US policy for a long time was to contain Iran and its ally, Syria, while using the Kurds to isolate and degrade ISIS. Washington then changed its policy to apply intense pressure to Iran. But what was the goal of that pressure? The American government has said that regime change is the goal, and Iran has no way out. So US policy is basically, "Iranian government, die." For some reason the Iranian government is unwilling to accede to that plan.
Meanwhile the US abandoned the Kurds, which can't contain Syria or the remnants of ISIS, and then withdrew most US forces from Syria. The effect of that was to hand that country to Iran and Russia. Iran followed up, predictably, by establishing bases in Syria from whence to attack US allies and US forces if and when it wants. Washington might find that upsetting, but one wonders what alternative Iran had given that the US doesn't want any deal short of the collapse of the government.
Then Washington attacks the bases in Syria that American policy had just handed to Iran. Would a government in Teheran that has its back to the wall tolerate that? Of course not. So Iran decided to deliver a message. It could have killed dozens of US troops or blown up the embassy (its agents were, after all, on the the embassy grounds) but chose a more moderate attack: break windows, burn stuff, but don't kill anyone.
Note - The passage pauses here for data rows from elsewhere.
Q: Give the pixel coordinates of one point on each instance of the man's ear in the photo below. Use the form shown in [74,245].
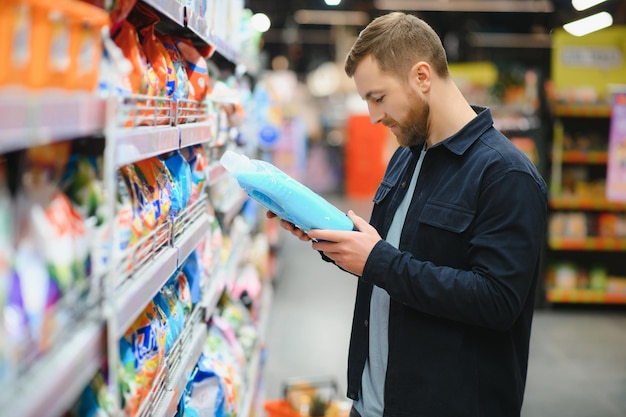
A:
[420,76]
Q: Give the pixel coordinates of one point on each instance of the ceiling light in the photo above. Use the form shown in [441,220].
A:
[589,24]
[527,6]
[260,22]
[581,5]
[331,17]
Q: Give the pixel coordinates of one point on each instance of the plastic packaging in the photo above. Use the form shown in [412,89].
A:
[283,195]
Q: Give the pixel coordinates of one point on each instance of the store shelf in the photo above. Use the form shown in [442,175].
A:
[178,374]
[577,203]
[135,144]
[253,373]
[582,110]
[50,387]
[203,30]
[28,119]
[195,133]
[584,296]
[216,172]
[585,157]
[213,292]
[132,298]
[192,236]
[588,243]
[172,9]
[143,284]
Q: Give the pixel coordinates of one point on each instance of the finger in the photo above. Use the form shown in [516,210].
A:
[329,235]
[359,222]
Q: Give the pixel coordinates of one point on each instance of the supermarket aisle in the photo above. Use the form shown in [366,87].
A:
[578,357]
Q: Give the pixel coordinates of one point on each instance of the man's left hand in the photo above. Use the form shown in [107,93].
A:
[349,250]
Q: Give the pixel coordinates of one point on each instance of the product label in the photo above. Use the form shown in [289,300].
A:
[59,42]
[21,37]
[86,51]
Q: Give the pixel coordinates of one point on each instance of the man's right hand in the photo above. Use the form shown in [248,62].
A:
[290,227]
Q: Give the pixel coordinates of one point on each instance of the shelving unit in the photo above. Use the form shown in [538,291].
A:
[578,243]
[51,383]
[583,262]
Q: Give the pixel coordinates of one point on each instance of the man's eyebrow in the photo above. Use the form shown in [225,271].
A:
[370,94]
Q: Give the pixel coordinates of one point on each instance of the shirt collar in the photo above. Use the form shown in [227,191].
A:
[464,138]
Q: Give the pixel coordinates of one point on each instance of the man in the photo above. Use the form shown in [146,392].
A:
[449,263]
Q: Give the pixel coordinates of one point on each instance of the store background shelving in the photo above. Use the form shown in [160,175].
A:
[585,245]
[29,119]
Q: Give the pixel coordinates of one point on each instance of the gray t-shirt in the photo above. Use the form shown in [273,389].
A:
[371,402]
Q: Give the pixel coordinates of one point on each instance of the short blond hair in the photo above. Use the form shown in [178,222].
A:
[397,41]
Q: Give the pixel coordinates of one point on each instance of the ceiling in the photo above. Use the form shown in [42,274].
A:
[467,35]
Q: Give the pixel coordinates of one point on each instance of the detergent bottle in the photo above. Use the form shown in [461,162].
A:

The message was, "hey, US, you have forces and diplomats in our neighborhood and we can hit them anytime we want." It was a warning.
Now the US has escalated the conflict sharply. Iran has already, through the message it conveyed with the embassy attack, explained what it will do: some form of attack on US interests somewhere in the Middle East, interests that are too numerous to be defended simultaneously. The US may well react aggressively, and war might ensue, but does Iran have any alternative given that US policy is to destroy the Iranian government?
A basic principle of geopolitics is that if you pressure an enemy, you must be prepared for war. The only way to avoid that is to offer the enemy a way out of its dilemma. But since the US has not offered an exit, Iran has no alternative but to fight for its survival. This fact is a direct result of US policy, a curious policy for a government that promised to withdraw US forces from the Middle East.
This is how wars start. It is how the US grows more deeply enmired in regional conflicts.